Ему было радостно, что Маша сделала этот шаг потому, что согласна с его пониманием счастья. Но он испытывал и чувство вины перед ней, и ему было досадно, что она не приедет в Москву и они надолго будут оторваны друг от друга.

И он ясно представил себе Шемякино, завеянное снегом, погруженное в темную тишину, и слабый огонек керосиновой лампочки в замороженном окне… Электричества в Шемякине не было, хотя давно можно было бы провести линию из Спас-Подмошья.

"Как странно повернулись против меня мои же слова о счастье", - с горечью подумал Владимир. В октябре, когда он выступал по докладу отца, он не мог даже и предположить, что этим самым обязывает Машу переехать в Шемякино, то-есть разрушает ее и свое собственное счастье. И Владимир чувствовал, что Маша решилась на это не только потому, что к этому обязывало ее честное сердце, но и потому, что она любит его.
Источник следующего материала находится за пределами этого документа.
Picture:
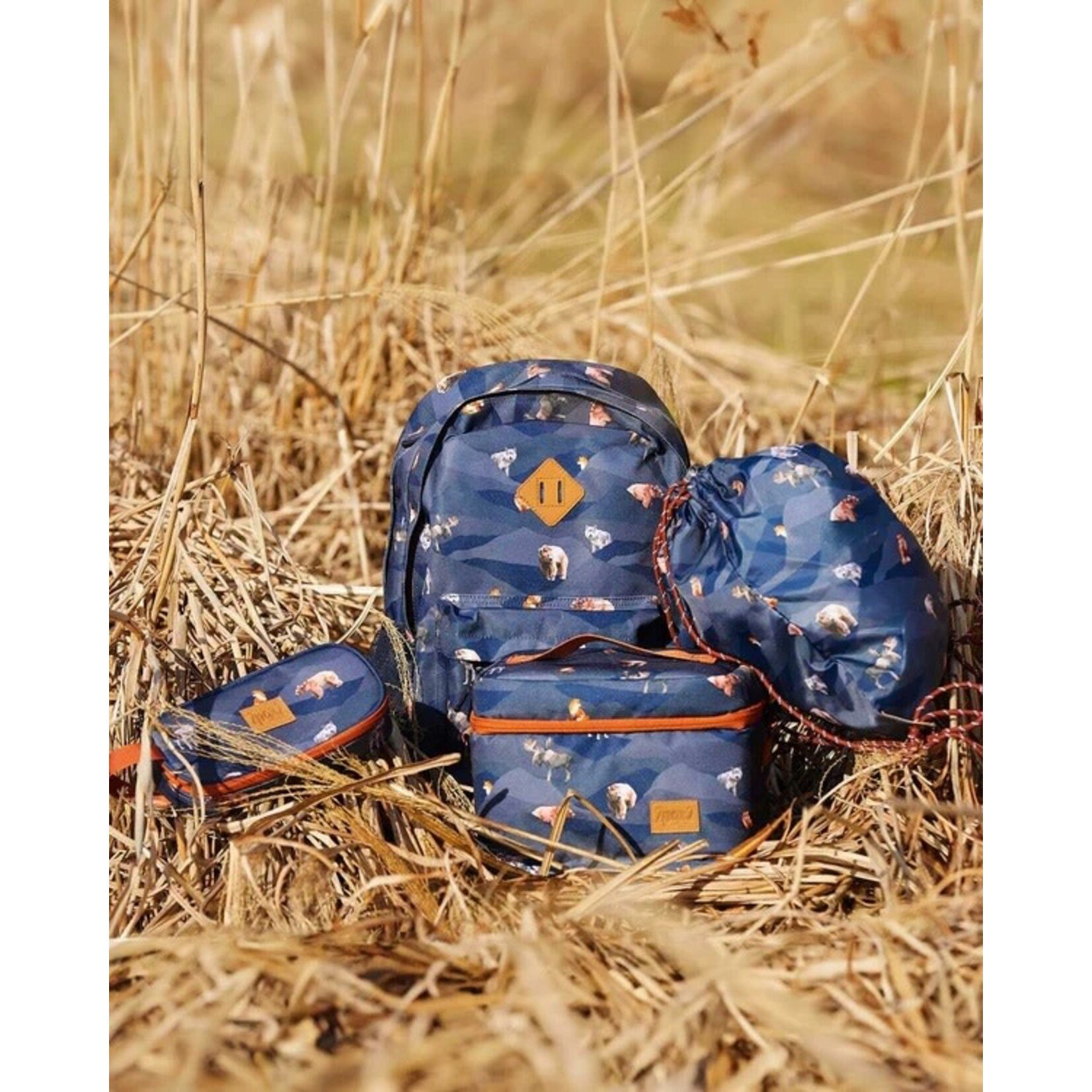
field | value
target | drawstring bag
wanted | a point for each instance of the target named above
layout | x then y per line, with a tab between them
791	563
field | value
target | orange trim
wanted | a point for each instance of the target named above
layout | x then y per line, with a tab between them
122	758
559	651
219	790
502	725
"Какая у нее чудесная, добрая, большая душа!" - подумал он, испытывая чувство восторженной радости.

- Так-то вы помните свои обещания! - услышал он вдруг ласково-укоризненный голос и, обернувшись, увидел в дверях Наташу.

Она смотрела на него, улыбаясь, покачивая головой, и Владимир вспомнил, что он обещал пойти с ней сегодня на концерт в консерваторию.

- Простите, Наташа, - смущенно проговорил он, пряча письмо Маши в карман пиджака. - Я очень виноват перед вами…

- А я ждала вас, как условились, в вестибюле консерватории. Концерт начался уже, а вас все нет… Тогда я решила пойти сюда…

- Но пока мы дойдем, начнется второе отделение, - сказал Владимир, взглянув на часы.

- Вы хотите отложить на другой раз? - спросила Наташа.

- Да, это удивительно! - проговорил Владимир.

Он все еще был под впечатлением письма Маши, ему хотелось побыть наедине со своими хорошими думами, и он невпопад отвечал на вопросы.

- Я, кажется, помешала вам… Вы работали? - сказала Наташа виноватым тоном. - Я сейчас уйду…

- Я получил письмо из деревни… и вот все как-то отодвинулось…

- Что-нибудь случилось дома неприятное?

- Нет… Это не из дому… Помните ту девушку… Машу?

- Да, да… Счастливую Машу…

- Да, она такая… Она ищет настоящее, большое счастье, - тихо проговорил Владимир и протянул Наташе письмо. - Вот прочитайте.

Наташа прочитала и, взволнованно взглянув на Владимира, спросила:

- И это надолго?

- Что… надолго? - не понял Владимир.

- Чтобы устроить в Шемякине хорошую жизнь?

- Да, это быстро не сделаешь, - сказал Владимир и подумал, что ему было бы стыдно сидеть в ярко освещенном зале и слушать музыку, когда Маша сидит с керосиновой лампочкой.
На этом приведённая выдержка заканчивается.